The reason we are here today is because the people can't wait. We have an extraordinary economic challenge ahead of us.
Must be that he missed the
“It’s going to be difficult to get the package together that early,” he said. Instead, he told “Fox News Sunday,” lawmakers hoped to have it to the new president by mid-February.
Here's Ren, a little better:
Senator Harry Reid of Nevada, the majority leader, was more cautious about any deadline, saying simply, “We will work this just as quickly as we can.” As to the amount of a stimulus package, he said only, “It’s whatever it takes to bring this country back on a fiscal footing that’s decent.”
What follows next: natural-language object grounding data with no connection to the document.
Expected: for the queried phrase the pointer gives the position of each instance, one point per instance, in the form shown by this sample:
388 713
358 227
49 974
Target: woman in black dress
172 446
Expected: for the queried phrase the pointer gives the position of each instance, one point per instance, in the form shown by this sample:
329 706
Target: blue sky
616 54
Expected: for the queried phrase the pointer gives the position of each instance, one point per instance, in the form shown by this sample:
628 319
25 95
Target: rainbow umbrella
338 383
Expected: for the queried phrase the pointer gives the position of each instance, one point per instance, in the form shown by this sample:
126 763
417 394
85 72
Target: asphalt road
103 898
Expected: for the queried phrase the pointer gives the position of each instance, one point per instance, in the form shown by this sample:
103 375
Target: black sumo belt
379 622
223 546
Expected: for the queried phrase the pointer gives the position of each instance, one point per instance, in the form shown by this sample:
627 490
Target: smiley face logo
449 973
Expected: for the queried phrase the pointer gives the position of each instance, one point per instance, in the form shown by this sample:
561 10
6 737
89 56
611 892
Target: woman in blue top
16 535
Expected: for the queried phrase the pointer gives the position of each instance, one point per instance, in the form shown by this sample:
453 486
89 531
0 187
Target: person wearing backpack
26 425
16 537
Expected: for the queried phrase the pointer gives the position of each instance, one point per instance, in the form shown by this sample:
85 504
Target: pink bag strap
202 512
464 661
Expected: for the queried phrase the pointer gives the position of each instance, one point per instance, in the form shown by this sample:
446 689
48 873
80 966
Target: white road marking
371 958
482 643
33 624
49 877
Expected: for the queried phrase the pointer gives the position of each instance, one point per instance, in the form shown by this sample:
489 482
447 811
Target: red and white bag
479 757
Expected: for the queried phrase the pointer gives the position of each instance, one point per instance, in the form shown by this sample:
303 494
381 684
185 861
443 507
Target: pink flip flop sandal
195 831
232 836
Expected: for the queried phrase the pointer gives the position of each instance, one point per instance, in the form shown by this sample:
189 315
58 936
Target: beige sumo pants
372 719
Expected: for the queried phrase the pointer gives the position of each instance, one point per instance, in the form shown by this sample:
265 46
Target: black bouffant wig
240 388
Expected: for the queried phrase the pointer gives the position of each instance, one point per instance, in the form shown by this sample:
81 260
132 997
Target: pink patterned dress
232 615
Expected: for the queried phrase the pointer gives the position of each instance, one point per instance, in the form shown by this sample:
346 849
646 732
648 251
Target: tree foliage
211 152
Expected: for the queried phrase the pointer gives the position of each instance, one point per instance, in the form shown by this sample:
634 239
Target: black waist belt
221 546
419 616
Sensing the opening that is being presented here, Mitch McConnell goes after the unemployed and uninsured first. Got to be able to pick up the easy meat with your eyes closed, right Mitch?
But Senator Mitch McConnell of Kentucky, the minority leader, agreed with Hoyer that the Jan. 20 goal was impractical.
Mr. McConnell also expressed reservations about the ideas of extending unemployment benefits to part-time workers or expanding government-assisted health care insurance. “Those are very big systemic changes,” he told ABC’s “This Week,” and so warranted public hearings and deliberate bipartisan discussions.
And of course we need to revisit the idea that "tax cuts will solve everything", because that is the only way Republicans will ever agree to do anything for this country.
He also urged Obama to support an immediate middle-class tax cut — possibly lowering the 25-percent rate to 15 percent — saying, “This is the sort of thing we could have bipartisan agreement on.”
Was going to just let all this slide and chalk it up to impatient pre-inauguration overreaction on my part, but then Paul Krugman raised an excellent point:
Look, Republicans are not going to come on board. Make 40% of the package tax cuts, they’ll demand 100%. Then they’ll start the thing about how you can’t cut taxes on people who don’t pay taxes (with only income taxes counting, of course) and demand that the plan focus on the affluent. Then they’ll demand cuts in corporate taxes. And Mitch McConnell is already saying that state and local governments should get loans, not aid — which would undermine that part of the plan, too.
OK, maybe this is just a head fake from the Obama people — they think they can win the PR battle by making bipartisan noises, then accusing the GOP of being obstructionist. But I’m really worried that they’re sending off signals of weakness right from the beginning, and that they’re just going to embolden the opposition.
When Krugman backs up your paranoia, you know you have a problem. Let's hope we are both wrong about this.
Two weeks to go. Let's put a little more effort into our message in the meantime, OK Dems?